Last week, Timothy Massad, the Treasury’s assistant secretary for financial stability, penned a blog outlining how they would be phasing out the Troubled Asset Relief Program and getting rid of all of those pesky investments in community banks that likely will never be paid back.
The U.S. government’s investment in these community banks is in stark contrast to its quite profitable investment in big banks during the height of the financial crisis. Large banks have paid back the money with interest. Small banks, on the other hand, have paid back only $8.5 billion of the $15 billion they’ve been loaned.
While Massad went to great pains to point out the number (read: not many) of community banks that will pay back their loans, I wonder why he chose something as informal as a blog to tell the world that a “majority of the remaining banks” will not be repaying TARP in “the foreseeable future.”
In the blog, the Treasury discussed its strategy for existing its remaining TARP investments — not the usual banter it uses for its blogs, which usually stick to lighter matters, or at least matters that have already been announced in a more formal way.
This announcement was the exception.
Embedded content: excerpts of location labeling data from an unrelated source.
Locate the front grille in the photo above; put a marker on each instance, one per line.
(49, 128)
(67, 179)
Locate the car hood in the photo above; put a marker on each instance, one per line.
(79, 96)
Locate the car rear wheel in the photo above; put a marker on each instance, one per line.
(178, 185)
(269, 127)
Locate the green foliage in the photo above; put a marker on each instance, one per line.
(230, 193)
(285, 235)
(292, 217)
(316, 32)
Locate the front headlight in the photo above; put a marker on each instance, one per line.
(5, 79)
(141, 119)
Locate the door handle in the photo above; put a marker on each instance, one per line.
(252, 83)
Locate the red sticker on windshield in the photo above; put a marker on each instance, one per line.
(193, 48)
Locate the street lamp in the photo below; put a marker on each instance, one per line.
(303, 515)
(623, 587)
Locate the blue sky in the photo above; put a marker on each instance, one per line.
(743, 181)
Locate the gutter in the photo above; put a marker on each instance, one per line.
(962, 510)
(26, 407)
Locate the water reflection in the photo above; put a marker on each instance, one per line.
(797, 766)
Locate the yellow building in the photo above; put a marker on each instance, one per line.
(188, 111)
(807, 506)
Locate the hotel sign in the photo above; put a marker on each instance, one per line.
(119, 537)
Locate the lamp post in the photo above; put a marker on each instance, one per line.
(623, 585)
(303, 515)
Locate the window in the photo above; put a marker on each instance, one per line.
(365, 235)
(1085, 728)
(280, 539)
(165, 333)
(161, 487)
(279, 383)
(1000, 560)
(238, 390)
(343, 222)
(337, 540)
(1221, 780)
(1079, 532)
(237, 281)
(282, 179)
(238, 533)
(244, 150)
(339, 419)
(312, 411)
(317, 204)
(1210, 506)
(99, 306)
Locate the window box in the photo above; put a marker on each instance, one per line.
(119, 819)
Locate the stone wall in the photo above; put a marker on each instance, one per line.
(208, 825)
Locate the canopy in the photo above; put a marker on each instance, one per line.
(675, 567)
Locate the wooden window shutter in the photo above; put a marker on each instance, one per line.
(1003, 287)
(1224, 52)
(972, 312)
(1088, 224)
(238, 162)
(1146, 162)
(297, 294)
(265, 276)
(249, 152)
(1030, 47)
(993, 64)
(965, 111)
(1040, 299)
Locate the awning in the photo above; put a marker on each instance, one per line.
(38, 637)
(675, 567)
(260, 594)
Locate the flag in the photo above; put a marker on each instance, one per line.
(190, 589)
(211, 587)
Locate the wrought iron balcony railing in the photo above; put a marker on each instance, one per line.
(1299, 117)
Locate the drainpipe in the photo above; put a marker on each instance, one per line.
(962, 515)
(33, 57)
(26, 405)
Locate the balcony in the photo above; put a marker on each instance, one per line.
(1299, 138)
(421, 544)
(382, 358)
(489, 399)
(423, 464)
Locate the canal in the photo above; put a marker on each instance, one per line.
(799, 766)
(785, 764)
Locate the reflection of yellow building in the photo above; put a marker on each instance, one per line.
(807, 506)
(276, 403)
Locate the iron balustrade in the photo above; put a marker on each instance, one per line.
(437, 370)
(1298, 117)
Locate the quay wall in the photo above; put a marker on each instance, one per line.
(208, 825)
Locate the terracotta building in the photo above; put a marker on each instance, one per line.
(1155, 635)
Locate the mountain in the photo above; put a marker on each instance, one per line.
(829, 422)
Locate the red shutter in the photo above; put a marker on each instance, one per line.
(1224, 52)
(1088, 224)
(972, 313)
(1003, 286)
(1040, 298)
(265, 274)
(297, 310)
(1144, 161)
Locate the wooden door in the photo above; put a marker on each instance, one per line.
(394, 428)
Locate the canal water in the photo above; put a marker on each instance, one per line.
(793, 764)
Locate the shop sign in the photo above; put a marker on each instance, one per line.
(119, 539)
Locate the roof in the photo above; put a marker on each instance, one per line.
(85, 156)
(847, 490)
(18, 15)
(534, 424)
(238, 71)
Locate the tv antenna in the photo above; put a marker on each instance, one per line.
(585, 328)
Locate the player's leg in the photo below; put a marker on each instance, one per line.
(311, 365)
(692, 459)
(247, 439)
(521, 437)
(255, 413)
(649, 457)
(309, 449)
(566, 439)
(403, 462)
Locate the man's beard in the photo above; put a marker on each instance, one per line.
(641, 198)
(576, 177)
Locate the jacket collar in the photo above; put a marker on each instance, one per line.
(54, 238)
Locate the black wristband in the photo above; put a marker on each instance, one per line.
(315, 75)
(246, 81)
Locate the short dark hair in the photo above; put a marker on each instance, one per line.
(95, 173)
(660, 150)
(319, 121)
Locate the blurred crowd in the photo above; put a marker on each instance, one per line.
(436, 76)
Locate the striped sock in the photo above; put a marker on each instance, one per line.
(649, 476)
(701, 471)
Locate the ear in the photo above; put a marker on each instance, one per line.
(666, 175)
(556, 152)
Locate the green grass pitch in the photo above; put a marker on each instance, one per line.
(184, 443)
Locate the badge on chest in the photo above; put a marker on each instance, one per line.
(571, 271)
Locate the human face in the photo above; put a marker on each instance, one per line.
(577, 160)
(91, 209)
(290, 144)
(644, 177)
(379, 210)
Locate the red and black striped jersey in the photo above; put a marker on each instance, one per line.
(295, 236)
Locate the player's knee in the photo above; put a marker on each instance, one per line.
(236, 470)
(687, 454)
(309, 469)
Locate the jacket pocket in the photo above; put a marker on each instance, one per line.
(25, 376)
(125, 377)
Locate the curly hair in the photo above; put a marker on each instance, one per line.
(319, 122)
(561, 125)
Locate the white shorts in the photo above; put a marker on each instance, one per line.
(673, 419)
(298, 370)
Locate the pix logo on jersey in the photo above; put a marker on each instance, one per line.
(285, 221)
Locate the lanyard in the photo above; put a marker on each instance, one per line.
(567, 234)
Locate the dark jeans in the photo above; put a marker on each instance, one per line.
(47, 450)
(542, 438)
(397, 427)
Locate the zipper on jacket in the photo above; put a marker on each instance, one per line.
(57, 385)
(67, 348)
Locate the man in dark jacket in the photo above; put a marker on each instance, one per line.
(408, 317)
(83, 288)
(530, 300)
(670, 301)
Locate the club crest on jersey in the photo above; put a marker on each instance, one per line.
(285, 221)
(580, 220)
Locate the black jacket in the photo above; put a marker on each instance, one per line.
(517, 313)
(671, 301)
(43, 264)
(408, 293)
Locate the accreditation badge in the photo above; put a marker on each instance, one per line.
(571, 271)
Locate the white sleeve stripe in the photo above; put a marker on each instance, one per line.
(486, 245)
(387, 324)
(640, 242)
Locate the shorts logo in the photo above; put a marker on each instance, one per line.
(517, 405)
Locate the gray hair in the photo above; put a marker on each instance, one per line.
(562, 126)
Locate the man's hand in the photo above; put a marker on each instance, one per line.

There has no been official press release on the strategy, nor has there been any official mention of it anywhere other than the blog.
If this was an attempt to circumvent widespread media coverage, the effort failed. American Banker, Financial Times, The New York Times and The Wall Street Journal quickly picked up the scent.
This announcement backs up much of the criticism of TARP so far. Namely, that investing this much capital in community banks was not the best business decision, and that Treasury didn’t focus enough on the banks stuck in TARP.
Matthew Anderson, spokesperson for the Office of Financial Stability, which oversees TARP, wouldn’t comment on why the blog was chosen as the means for announcing the plan other than to say it was an “effective means of outlining out strategy of detailing the process of winding down TARP.”